Il a par ailleurs exhorté chaque responsable de ses services rattachés à jouer le rôle qui est le sien et qu’il ne serait là que pour exercer la tutelle. Il a rassuré le Directeur national de l’Agriculture qu’il a tout le pouvoir et tout son soutien pour réussir la mission qui lui est confiée.
A la suite du ministre, des directeurs régionaux de l’Agriculture ont pris la parole pour souligner certains problèmes qu’ils rencontrent dans leurs localités. Tous les intervenants ont, à l’unanimité, salué le ministre pour ses propos qui les ont mis à l’aise.
Ils ont tour à tour exposé certains problèmes qu’ils rencontrent dans leurs localités.

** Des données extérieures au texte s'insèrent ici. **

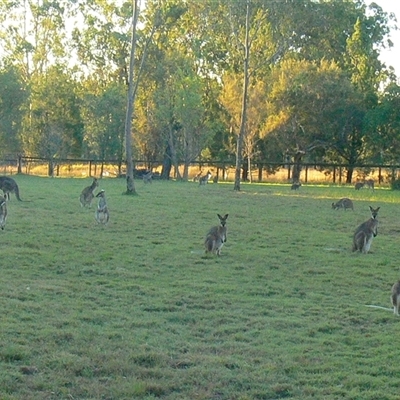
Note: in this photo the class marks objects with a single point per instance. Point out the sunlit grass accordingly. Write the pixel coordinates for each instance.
(136, 310)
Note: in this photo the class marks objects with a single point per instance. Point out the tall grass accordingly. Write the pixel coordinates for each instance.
(135, 310)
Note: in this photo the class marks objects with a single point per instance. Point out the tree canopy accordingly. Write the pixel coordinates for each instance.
(259, 79)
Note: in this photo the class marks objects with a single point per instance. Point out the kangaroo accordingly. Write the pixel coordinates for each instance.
(344, 203)
(197, 176)
(147, 178)
(8, 185)
(370, 183)
(395, 297)
(205, 178)
(102, 215)
(216, 236)
(3, 212)
(87, 195)
(365, 233)
(295, 186)
(359, 185)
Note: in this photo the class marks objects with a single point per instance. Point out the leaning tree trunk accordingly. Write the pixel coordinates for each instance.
(130, 185)
(242, 130)
(297, 166)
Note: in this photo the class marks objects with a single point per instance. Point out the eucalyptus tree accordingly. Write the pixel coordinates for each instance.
(256, 113)
(103, 115)
(14, 93)
(54, 127)
(312, 105)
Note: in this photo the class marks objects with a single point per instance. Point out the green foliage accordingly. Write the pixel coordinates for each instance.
(135, 310)
(395, 184)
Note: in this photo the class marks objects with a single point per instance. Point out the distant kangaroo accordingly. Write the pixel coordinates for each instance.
(344, 203)
(370, 183)
(147, 178)
(295, 186)
(216, 236)
(366, 232)
(359, 185)
(102, 215)
(395, 297)
(8, 185)
(3, 212)
(205, 178)
(87, 194)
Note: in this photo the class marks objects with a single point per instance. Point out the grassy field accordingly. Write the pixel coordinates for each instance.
(135, 310)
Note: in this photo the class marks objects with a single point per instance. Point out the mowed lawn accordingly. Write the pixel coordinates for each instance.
(135, 310)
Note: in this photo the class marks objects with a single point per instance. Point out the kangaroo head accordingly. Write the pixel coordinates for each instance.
(374, 212)
(223, 219)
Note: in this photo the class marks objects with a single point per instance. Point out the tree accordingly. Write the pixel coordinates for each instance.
(54, 127)
(104, 121)
(13, 97)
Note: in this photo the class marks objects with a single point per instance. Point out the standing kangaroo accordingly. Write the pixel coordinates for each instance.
(370, 184)
(344, 203)
(366, 232)
(3, 211)
(87, 194)
(102, 215)
(216, 236)
(395, 297)
(359, 185)
(8, 185)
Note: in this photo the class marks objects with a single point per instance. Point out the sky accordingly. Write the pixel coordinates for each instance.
(392, 57)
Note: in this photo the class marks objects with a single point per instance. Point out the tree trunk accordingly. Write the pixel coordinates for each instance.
(130, 184)
(239, 145)
(297, 166)
(349, 175)
(167, 164)
(249, 168)
(174, 158)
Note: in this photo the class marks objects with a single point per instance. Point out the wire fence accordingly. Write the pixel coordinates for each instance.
(220, 170)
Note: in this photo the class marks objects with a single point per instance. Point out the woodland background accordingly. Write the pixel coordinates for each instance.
(316, 90)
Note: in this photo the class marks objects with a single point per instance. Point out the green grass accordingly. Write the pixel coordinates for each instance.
(135, 310)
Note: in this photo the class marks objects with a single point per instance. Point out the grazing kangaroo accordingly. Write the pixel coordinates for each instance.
(359, 185)
(216, 236)
(3, 212)
(147, 178)
(395, 297)
(295, 186)
(8, 185)
(205, 178)
(344, 203)
(87, 194)
(365, 233)
(370, 183)
(102, 215)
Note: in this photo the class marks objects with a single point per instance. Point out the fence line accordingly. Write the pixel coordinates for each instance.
(221, 170)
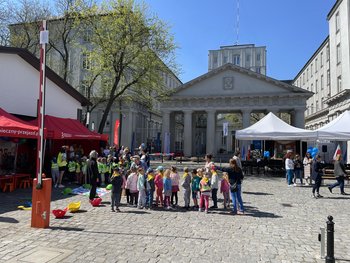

Des problèmes auxquels le ministre a donné des pistes de solutions tout en les exhortant à s’assumer avec les pouvoirs qui leur sont conférés.
Enfin, le directeur national de l’Agriculture, Issiaka FOFANA, s’est dit ravi des conseils donnés par le ministre DENON. Il estime qu’il est nécessaire d’aller sur des bases claires et discuter des problèmes réels pour avoir des solutions concrètes.
Le ministre a enfin demandé qu’à l’issue de la réunion les directeurs régionaux de l’Agriculture lui proposent les nouvelles décisions et propositions de solutions qui permettront de sécuriser le secteur et le mettre à l’abri des critiques dont il fait l’objet.